The most egregious example I can think of is this one, and I wish I could find the article so you can read about it yourself.
-City residents complain that service is too slow.
-City residents convince city to lay its own network.
-City agrees, starts laying its own network.
-ISP notices, sues city due to technicality or some junk.
-Case goes to court for 6 months or something.
-City is prohibited from proceeding while case is pending.
-MEANWHILE: ISP "suddenly" decides area is ripe for an upgrade, finally gets off its butt and lays infrastructure for improved network to city. They're
not prohibited from doing so while the court case is pending.
-Court case drags on.
-City's hands are tied, has to watch ISP build out improved network.
-Court case finally ends, city is
finally given go-ahead to proceed...but lo! ISP has completed its upgrade and is offering low-priced promotional upgrades to their brand new, faster service!
-City residents, taking path of least resistance, upgrade their plans, leaving city's effort to lay network high and dry and with insufficient funding to continue.

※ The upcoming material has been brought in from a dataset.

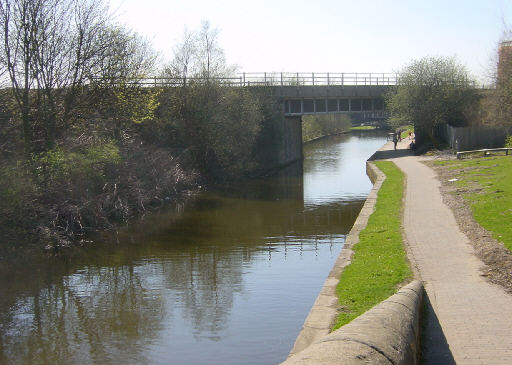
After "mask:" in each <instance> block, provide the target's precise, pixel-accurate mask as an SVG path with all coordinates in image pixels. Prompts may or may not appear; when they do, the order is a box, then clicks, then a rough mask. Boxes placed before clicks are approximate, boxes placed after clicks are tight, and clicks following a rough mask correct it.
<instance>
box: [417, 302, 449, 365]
mask: <svg viewBox="0 0 512 365" xmlns="http://www.w3.org/2000/svg"><path fill="white" fill-rule="evenodd" d="M421 364H422V365H439V364H443V365H455V364H456V363H455V360H454V359H453V355H452V352H451V351H450V346H449V345H448V342H447V341H446V337H444V333H443V330H442V329H441V324H440V323H439V320H438V318H437V315H436V313H435V312H434V309H433V308H432V303H430V299H429V297H428V294H427V293H426V292H425V295H424V296H423V318H422V328H421Z"/></svg>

-City abandons network plans, or severely curtails them as a result.
-ISP wins!
The single biggest thing I see this ruling doing is to change requirements such that an ISP can enact whatever restrictions it wants
provided that they fully disclose these restrictions, ostensibly so you can go to a different ISP if you don't like their terms, wink wink, nudge nudge, good luck.
EDIT: Oh hey, looks like it was
Chattanooga, which is practically the poster child for "what could be." They offer 1GB symmetric for $70/mo, BUT only if you live in the area actually served by the utility that delivers it. If you don't, too bad.
EDIT2: No, it was not Chattanooga, but I don't remember exactly what city it was. I know that it was several years ago (2010-2012 maybe?) and that I am pretty sure I mentioned it on the board, but don't remember much else beyond what I said above.